Which one of the following solution has least vapour pressure? (a) \(0.01 \mathrm{M} \mathrm{CaCl}_{2}\) (b) \(0.01 \mathrm{M}\) glucose (c) \(0.01 \mathrm{M} \mathrm{Na}_{2} \mathrm{SO}_{4}\) (d) \(0.01 \mathrm{M} \mathrm{Na}_{3} \mathrm{PO}_{4}\)

Understanding Raoult's Law is crucial when studying solutions' vapor pressure. It asserts that the vapor pressure of the solvent in an ideal solution is directly proportional to the mole fraction of the solvent. In mathematical terms, the law is expressed as:
\( P = P^\ast \times X \)
where \( P \) is the vapor pressure of the solution, \( P^\ast \) is the vapor pressure of the pure solvent, and \( X \) is the mole fraction of the solvent. In simple terms, as the amount of solute in a solution increases, the mole fraction of the solvent decreases, leading to a decrease in the solution's vapor pressure. This is because the solute molecules occupy space at the surface of the solution, preventing as many solvent molecules from evaporating.

This intimate connection between vapor pressure and mole fraction illustrates the importance of Raoult's Law in predicting how solutions will behave under different conditions, such as during the process of distillation or in chemical equilibrium scenarios.

The van't Hoff factor, denoted as \( i \), is a dimensionless quantity used in chemistry to account for the effect of solute particles on various colligative properties, such as boiling point elevation, freezing point depression, osmotic pressure, and, pertinent to this exercise, vapor pressure. The van't Hoff factor essentially tells us how many moles of particles (ions or molecules) a substance will produce in solution.

For example, a non-electrolyte like glucose doesn't dissociate in solution, so its \( i \) is 1. On the other hand, electrolytes like \( CaCl_2 \) dissociate into three ions (\( Ca^{2+} \) and two \( Cl^- \) ions), so its \( i \) is 3. Consequently, the presence of more particles from dissociation leads to a greater reduction in vapor pressure. Understanding the van't Hoff factor is vital for predicting a solution’s behavior, particularly in scenarios where the dissociation of compounds significantly influences the solution’s properties.

The mole fraction is a way of expressing the concentration of a component in a mixture. Defined as the ratio of the moles of a specific component to the total moles of all components in the mixture, the mole fraction is a unitless quantity that provides insight into the composition of solutions. Given the symbol \( X \), it is calculated for a substance A in a solution as:
\( X_A = \frac{n_A}{n_{total}} \)
where \( n_A \) is the number of moles of the substance A, and \( n_{total} \) is the sum of the moles of all the substances in the mixture. The mole fraction does not change with temperature or pressure, distinguishing it from other concentration measures like molarity.

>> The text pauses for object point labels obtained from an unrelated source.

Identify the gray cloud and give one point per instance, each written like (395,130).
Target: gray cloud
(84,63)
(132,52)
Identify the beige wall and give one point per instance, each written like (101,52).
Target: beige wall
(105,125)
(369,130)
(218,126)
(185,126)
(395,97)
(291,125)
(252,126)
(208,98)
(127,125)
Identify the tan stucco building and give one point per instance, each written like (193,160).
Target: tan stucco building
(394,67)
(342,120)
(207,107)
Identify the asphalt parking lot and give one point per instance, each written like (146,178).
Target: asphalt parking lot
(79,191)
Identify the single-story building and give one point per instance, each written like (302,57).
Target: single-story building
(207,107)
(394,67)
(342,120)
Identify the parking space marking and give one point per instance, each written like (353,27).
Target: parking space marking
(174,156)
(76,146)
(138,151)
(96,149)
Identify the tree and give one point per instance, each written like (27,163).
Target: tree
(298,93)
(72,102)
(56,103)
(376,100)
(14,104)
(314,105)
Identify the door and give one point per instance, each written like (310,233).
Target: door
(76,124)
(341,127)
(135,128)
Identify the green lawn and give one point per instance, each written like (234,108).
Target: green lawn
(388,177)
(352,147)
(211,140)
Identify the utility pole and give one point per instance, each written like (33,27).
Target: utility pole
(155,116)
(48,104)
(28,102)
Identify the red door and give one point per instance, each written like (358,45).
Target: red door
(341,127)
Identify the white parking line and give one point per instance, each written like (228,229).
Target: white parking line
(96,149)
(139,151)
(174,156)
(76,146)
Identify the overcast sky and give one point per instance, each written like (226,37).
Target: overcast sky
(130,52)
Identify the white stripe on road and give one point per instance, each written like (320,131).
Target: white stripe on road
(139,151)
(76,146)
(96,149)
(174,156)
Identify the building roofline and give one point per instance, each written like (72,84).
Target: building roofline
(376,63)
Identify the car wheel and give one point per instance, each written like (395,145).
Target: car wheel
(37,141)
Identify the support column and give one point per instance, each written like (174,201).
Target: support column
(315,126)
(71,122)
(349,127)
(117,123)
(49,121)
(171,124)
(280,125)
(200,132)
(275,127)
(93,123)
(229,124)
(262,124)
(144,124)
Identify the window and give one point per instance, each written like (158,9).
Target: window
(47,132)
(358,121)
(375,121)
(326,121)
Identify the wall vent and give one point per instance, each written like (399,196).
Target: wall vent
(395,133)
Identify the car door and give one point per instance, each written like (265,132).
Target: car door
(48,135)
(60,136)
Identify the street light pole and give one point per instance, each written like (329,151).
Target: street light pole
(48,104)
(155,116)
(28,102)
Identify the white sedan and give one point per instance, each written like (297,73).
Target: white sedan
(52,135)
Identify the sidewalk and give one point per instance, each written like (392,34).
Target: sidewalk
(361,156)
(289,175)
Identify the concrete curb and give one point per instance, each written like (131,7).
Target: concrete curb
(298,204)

In the context of vapor pressure, the mole fraction effectively determines the extent to which the solvent’s vapor pressure will be lowered upon the addition of a solute. As the solute is added, the mole fraction of the solvent decreases, which, as Raoult’s Law describes, results in a lower vapor pressure for the solution. This is a key concept to grasp when identifying the volatility of components in a solution and predicting how mixtures will behave in different thermodynamic processes.